To enable the collection of Kubernetes audit logs, an audit policy must be enabled on the cluster. To enable on a local cluster apply the following manifest:
kubectl apply -f -<<EOF
apiVersion: audit.k8s.io/v1beta1
kind: Policy
omitStages:
- RequestReceived
rules:
- level: RequestResponse
verbs:
- create
- patch
- update
- delete
resources:
- group: networking.k8s.io
resources: ["networkpolicies"]
- group: extensions
resources: ["networkpolicies"]
- group: ""
resources: ["pods", "namespaces", "serviceaccounts", "endpoints"]

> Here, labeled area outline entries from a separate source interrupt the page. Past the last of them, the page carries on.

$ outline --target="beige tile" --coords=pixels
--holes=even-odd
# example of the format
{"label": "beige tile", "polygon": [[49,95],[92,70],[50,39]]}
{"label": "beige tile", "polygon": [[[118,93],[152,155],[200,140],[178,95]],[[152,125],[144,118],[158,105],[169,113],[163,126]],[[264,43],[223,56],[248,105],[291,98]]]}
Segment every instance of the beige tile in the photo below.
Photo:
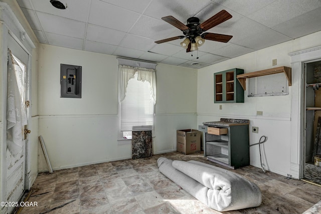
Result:
{"label": "beige tile", "polygon": [[105,193],[99,193],[80,198],[81,210],[92,209],[108,204],[108,200]]}
{"label": "beige tile", "polygon": [[110,203],[114,213],[131,214],[142,210],[141,207],[134,197],[125,198]]}
{"label": "beige tile", "polygon": [[62,183],[70,181],[71,180],[78,180],[79,179],[78,172],[73,172],[68,174],[59,175],[57,178],[56,183]]}
{"label": "beige tile", "polygon": [[143,209],[148,209],[164,202],[160,195],[154,191],[135,196],[135,198]]}
{"label": "beige tile", "polygon": [[62,191],[55,192],[53,195],[52,201],[76,199],[79,197],[79,188],[77,188],[70,190]]}
{"label": "beige tile", "polygon": [[148,214],[174,214],[178,213],[177,211],[167,203],[163,203],[161,204],[148,208],[144,210],[144,212]]}
{"label": "beige tile", "polygon": [[104,193],[104,186],[100,182],[87,185],[82,185],[79,188],[80,197],[90,196],[98,193]]}
{"label": "beige tile", "polygon": [[98,175],[92,176],[87,177],[80,177],[79,181],[79,185],[80,186],[95,184],[101,182],[100,177],[99,177]]}
{"label": "beige tile", "polygon": [[156,190],[165,200],[173,200],[180,199],[185,196],[185,194],[177,186],[176,188],[168,188]]}
{"label": "beige tile", "polygon": [[[73,201],[73,200],[75,200]],[[72,202],[71,202],[72,201]],[[68,213],[68,214],[75,214],[78,213],[80,212],[80,200],[79,198],[73,200],[65,200],[60,201],[58,203],[55,203],[51,204],[50,206],[50,209],[53,209],[55,207],[59,207],[60,206],[63,205],[66,203],[68,203],[67,204],[64,205],[63,206],[53,210],[49,212],[50,214],[61,214],[61,213]]]}
{"label": "beige tile", "polygon": [[57,183],[55,188],[55,192],[62,191],[71,190],[79,188],[78,180],[71,180],[70,181],[63,182]]}
{"label": "beige tile", "polygon": [[113,213],[109,203],[97,206],[89,209],[82,209],[81,214],[111,214]]}
{"label": "beige tile", "polygon": [[134,194],[126,186],[117,188],[105,189],[105,192],[110,202],[122,200],[124,198],[132,197],[134,196]]}

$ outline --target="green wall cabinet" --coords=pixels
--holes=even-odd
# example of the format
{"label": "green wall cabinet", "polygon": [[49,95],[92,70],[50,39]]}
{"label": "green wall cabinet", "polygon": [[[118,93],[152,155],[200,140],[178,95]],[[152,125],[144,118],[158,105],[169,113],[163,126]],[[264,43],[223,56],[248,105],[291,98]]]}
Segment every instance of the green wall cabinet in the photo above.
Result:
{"label": "green wall cabinet", "polygon": [[214,103],[244,102],[244,90],[236,78],[244,73],[234,68],[214,74]]}

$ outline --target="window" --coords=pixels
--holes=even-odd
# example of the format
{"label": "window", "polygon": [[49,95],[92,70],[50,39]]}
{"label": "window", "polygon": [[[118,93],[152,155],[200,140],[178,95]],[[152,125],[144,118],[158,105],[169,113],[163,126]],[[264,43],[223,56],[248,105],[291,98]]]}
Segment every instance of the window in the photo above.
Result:
{"label": "window", "polygon": [[133,129],[153,129],[155,70],[119,65],[119,138],[131,139]]}

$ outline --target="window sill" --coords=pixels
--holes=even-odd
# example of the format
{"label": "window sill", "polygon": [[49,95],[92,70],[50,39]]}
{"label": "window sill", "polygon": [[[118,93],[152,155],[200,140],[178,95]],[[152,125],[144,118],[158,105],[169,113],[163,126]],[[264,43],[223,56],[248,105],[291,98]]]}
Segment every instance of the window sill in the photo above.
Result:
{"label": "window sill", "polygon": [[131,139],[118,139],[118,145],[128,145],[131,144]]}

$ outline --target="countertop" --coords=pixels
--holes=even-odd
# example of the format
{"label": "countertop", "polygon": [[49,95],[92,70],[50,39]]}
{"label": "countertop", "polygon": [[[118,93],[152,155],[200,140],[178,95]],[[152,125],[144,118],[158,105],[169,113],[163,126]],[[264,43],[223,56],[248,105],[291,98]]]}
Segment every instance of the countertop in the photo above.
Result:
{"label": "countertop", "polygon": [[219,121],[204,122],[203,125],[207,126],[231,126],[240,125],[248,125],[249,120],[238,119],[221,118]]}

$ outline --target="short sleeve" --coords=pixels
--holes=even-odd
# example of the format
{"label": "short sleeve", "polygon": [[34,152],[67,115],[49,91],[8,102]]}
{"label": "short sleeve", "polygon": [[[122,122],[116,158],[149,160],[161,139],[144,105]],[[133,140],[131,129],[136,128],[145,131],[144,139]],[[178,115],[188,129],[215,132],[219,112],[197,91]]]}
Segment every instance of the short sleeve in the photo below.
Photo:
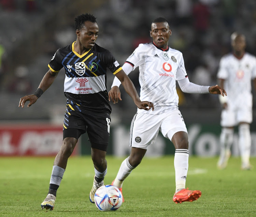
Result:
{"label": "short sleeve", "polygon": [[61,64],[60,53],[60,49],[58,49],[54,54],[48,64],[48,67],[50,69],[54,72],[59,72],[63,67]]}
{"label": "short sleeve", "polygon": [[252,78],[256,78],[256,58],[254,57],[253,58],[253,66],[252,71]]}
{"label": "short sleeve", "polygon": [[219,79],[226,79],[228,77],[228,72],[225,59],[223,57],[219,62],[219,67],[217,74],[217,77]]}
{"label": "short sleeve", "polygon": [[143,44],[139,45],[139,46],[126,60],[126,62],[131,63],[133,65],[133,69],[145,62],[146,52],[143,45]]}
{"label": "short sleeve", "polygon": [[176,73],[176,80],[177,81],[185,78],[187,75],[182,53],[181,55],[178,64]]}
{"label": "short sleeve", "polygon": [[104,63],[113,74],[115,75],[122,69],[121,66],[110,52],[107,50],[104,55]]}

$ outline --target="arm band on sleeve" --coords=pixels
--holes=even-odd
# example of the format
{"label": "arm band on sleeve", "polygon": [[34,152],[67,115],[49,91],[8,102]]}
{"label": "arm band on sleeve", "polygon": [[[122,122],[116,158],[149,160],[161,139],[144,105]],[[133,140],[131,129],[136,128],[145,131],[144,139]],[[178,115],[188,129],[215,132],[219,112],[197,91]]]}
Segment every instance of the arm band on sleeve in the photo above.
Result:
{"label": "arm band on sleeve", "polygon": [[43,90],[41,88],[38,88],[37,91],[34,93],[34,95],[35,95],[38,98],[39,98],[42,94],[44,93],[44,92]]}
{"label": "arm band on sleeve", "polygon": [[[122,68],[125,73],[125,74],[127,75],[129,75],[133,69],[133,67],[132,65],[130,64],[127,63],[125,63],[122,66]],[[115,78],[114,79],[112,86],[111,86],[111,88],[114,86],[117,86],[119,87],[121,81],[119,80],[119,79],[118,78],[115,76]]]}
{"label": "arm band on sleeve", "polygon": [[178,81],[182,92],[188,93],[209,93],[209,86],[201,86],[189,81],[188,78]]}

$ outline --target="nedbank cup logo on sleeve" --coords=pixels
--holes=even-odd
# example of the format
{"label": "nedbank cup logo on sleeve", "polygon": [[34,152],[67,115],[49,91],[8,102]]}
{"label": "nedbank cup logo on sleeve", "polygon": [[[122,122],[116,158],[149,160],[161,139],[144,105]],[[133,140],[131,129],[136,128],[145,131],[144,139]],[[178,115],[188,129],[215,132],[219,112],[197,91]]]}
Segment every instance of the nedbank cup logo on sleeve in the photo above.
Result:
{"label": "nedbank cup logo on sleeve", "polygon": [[51,59],[51,60],[52,60],[53,59],[54,59],[54,57],[55,57],[55,55],[56,55],[56,52],[55,52],[55,53],[54,53],[54,55],[53,55],[53,57]]}
{"label": "nedbank cup logo on sleeve", "polygon": [[163,59],[166,61],[167,61],[169,59],[169,57],[168,56],[168,54],[166,53],[162,53],[162,56],[163,57]]}
{"label": "nedbank cup logo on sleeve", "polygon": [[83,62],[76,63],[75,65],[75,70],[77,75],[83,75],[85,72],[85,64]]}

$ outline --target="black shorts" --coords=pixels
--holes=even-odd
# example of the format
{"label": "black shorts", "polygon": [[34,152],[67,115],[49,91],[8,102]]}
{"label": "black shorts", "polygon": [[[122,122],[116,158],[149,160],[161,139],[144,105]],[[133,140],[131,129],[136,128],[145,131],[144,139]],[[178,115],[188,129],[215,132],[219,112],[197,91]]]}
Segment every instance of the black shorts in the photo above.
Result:
{"label": "black shorts", "polygon": [[74,137],[77,139],[87,131],[91,148],[106,151],[110,128],[109,117],[99,117],[72,111],[65,113],[63,139]]}

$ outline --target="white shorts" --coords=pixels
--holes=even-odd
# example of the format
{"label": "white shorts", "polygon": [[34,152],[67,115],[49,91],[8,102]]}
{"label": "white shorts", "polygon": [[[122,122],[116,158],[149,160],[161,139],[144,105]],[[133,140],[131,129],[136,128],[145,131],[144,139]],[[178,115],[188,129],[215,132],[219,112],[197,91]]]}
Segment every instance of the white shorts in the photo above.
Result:
{"label": "white shorts", "polygon": [[245,107],[235,110],[223,109],[221,112],[221,125],[223,127],[233,127],[241,122],[251,124],[252,120],[251,107]]}
{"label": "white shorts", "polygon": [[130,146],[147,149],[148,145],[154,144],[159,130],[163,136],[171,140],[175,133],[184,131],[187,133],[186,124],[178,110],[161,114],[152,114],[137,113],[131,125]]}

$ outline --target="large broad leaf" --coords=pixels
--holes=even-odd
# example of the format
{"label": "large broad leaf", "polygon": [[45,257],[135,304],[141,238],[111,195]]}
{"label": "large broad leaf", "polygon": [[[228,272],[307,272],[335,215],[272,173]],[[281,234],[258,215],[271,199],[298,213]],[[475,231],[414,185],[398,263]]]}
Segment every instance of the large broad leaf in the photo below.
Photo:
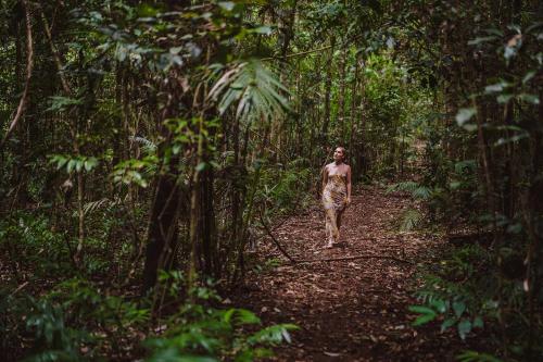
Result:
{"label": "large broad leaf", "polygon": [[227,70],[210,90],[209,98],[217,102],[220,114],[236,105],[236,116],[240,120],[269,120],[289,110],[287,93],[268,66],[251,59]]}

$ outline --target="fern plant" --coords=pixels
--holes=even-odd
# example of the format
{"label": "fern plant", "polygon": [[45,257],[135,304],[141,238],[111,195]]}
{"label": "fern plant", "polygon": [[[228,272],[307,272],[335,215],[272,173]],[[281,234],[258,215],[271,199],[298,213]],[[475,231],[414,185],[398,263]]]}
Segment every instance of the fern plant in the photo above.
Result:
{"label": "fern plant", "polygon": [[289,110],[287,93],[269,66],[250,59],[227,68],[210,90],[209,99],[217,102],[220,114],[236,103],[237,118],[270,120]]}

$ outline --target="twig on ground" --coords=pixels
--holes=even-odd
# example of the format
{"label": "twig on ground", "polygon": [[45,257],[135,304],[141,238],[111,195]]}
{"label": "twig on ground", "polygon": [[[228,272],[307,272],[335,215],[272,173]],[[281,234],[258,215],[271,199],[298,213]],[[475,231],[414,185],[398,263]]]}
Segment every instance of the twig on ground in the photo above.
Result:
{"label": "twig on ground", "polygon": [[342,257],[342,258],[307,259],[307,260],[299,260],[296,263],[298,264],[317,263],[317,262],[345,261],[345,260],[357,260],[357,259],[388,259],[388,260],[393,260],[393,261],[396,261],[400,263],[405,263],[405,264],[411,264],[411,265],[415,264],[408,260],[404,260],[404,259],[400,259],[400,258],[395,258],[395,257],[391,257],[391,255],[370,255],[370,254]]}
{"label": "twig on ground", "polygon": [[277,247],[277,249],[279,249],[279,251],[288,259],[290,260],[290,262],[292,263],[296,263],[296,260],[294,258],[292,258],[291,255],[289,255],[289,253],[287,252],[287,250],[283,249],[283,247],[279,244],[279,241],[275,238],[274,234],[272,234],[272,230],[269,229],[268,225],[264,222],[264,217],[262,216],[261,214],[261,223],[262,223],[262,226],[264,227],[264,229],[266,230],[266,234],[272,238],[272,241],[274,241],[275,246]]}

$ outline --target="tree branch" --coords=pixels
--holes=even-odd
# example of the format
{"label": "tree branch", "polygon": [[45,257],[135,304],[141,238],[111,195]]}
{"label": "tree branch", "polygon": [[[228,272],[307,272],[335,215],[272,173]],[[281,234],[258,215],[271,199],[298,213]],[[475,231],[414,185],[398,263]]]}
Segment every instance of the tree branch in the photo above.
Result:
{"label": "tree branch", "polygon": [[274,234],[272,234],[272,230],[269,229],[268,225],[266,225],[266,223],[264,222],[264,217],[262,216],[262,213],[261,213],[261,223],[262,223],[262,226],[264,227],[264,229],[266,230],[266,234],[272,238],[272,241],[274,241],[275,246],[277,247],[277,249],[279,249],[279,251],[288,259],[290,260],[291,263],[298,263],[298,261],[292,258],[291,255],[289,255],[289,253],[287,252],[287,250],[283,249],[283,247],[279,244],[279,241],[275,238]]}
{"label": "tree branch", "polygon": [[326,259],[308,259],[308,260],[299,260],[298,263],[317,263],[317,262],[330,262],[330,261],[345,261],[345,260],[357,260],[357,259],[388,259],[388,260],[393,260],[400,263],[405,263],[409,265],[415,265],[415,263],[391,257],[391,255],[371,255],[371,254],[365,254],[365,255],[353,255],[353,257],[343,257],[343,258],[326,258]]}
{"label": "tree branch", "polygon": [[30,22],[30,10],[28,8],[28,2],[26,0],[21,1],[23,3],[23,8],[25,9],[25,21],[26,21],[26,80],[25,80],[25,89],[23,91],[23,96],[21,96],[21,100],[18,101],[17,112],[11,121],[10,128],[2,138],[0,142],[0,149],[3,148],[5,141],[10,137],[10,135],[15,129],[18,121],[23,116],[23,112],[25,110],[26,101],[28,98],[28,89],[30,87],[30,78],[34,68],[34,48],[33,48],[33,29]]}

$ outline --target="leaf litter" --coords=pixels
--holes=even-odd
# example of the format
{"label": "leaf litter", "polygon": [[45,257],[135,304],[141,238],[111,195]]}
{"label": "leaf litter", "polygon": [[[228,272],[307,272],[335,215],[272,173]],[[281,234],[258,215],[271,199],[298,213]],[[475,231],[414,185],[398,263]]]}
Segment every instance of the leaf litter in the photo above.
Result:
{"label": "leaf litter", "polygon": [[[256,251],[261,265],[248,273],[232,302],[260,311],[265,323],[295,323],[301,329],[276,350],[274,361],[454,361],[473,340],[462,341],[438,323],[415,328],[416,263],[431,262],[445,242],[438,235],[397,232],[397,219],[413,208],[407,197],[362,188],[343,215],[342,248],[326,245],[324,212],[315,204],[273,233],[296,260],[334,259],[291,264],[269,240]],[[361,254],[391,259],[337,260]]]}

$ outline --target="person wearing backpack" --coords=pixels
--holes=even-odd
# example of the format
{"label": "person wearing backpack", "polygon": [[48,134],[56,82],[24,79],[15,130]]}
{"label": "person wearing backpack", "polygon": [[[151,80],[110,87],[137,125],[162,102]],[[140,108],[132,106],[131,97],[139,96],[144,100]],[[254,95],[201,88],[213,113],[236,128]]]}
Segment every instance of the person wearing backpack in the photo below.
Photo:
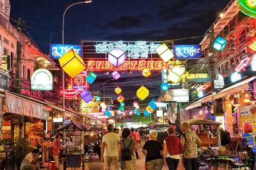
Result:
{"label": "person wearing backpack", "polygon": [[136,170],[135,156],[133,151],[136,152],[137,148],[135,141],[129,137],[131,131],[124,128],[122,132],[122,138],[118,145],[119,161],[121,162],[121,169],[125,170]]}
{"label": "person wearing backpack", "polygon": [[183,153],[182,143],[174,132],[174,128],[170,127],[167,129],[168,136],[164,140],[164,162],[167,163],[169,170],[177,169],[180,155]]}
{"label": "person wearing backpack", "polygon": [[152,131],[150,139],[147,141],[143,148],[142,152],[146,155],[146,169],[160,170],[163,167],[163,146],[157,141],[157,132]]}

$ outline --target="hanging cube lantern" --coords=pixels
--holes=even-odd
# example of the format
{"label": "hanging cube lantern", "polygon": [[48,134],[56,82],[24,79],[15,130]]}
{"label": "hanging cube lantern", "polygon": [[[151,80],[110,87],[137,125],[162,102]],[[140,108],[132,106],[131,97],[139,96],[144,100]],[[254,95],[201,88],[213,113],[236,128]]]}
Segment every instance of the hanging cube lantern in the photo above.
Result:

EOFManifest File: 5.1-kubernetes-audit-logs.yaml
See more details in the Calico Enterprise Documentation
Logs can be exported to an external SIEM such as Splunk, syslog, or Amazon S3. To setup log export please open a Support Ticket.
-
Stop using calicoctl
- Because calicoctl cannot provide audit log data, you can no longer use calicoctl to manage resources (Calico Enterprise and Kubernetes) for compliance reporting. Instead, use kubectl, Manager UI, or the Kubernetes API, to manage policy, tiers, and host endpoints.
-
Ensure that all nodes in your Kubernetes clusters must be time-synchronized using NTP or similar (for accurate audit log timestamps)
When using a hosted kubernetes service such as AKS, you will not have access to the kubernetes cluster audit logs.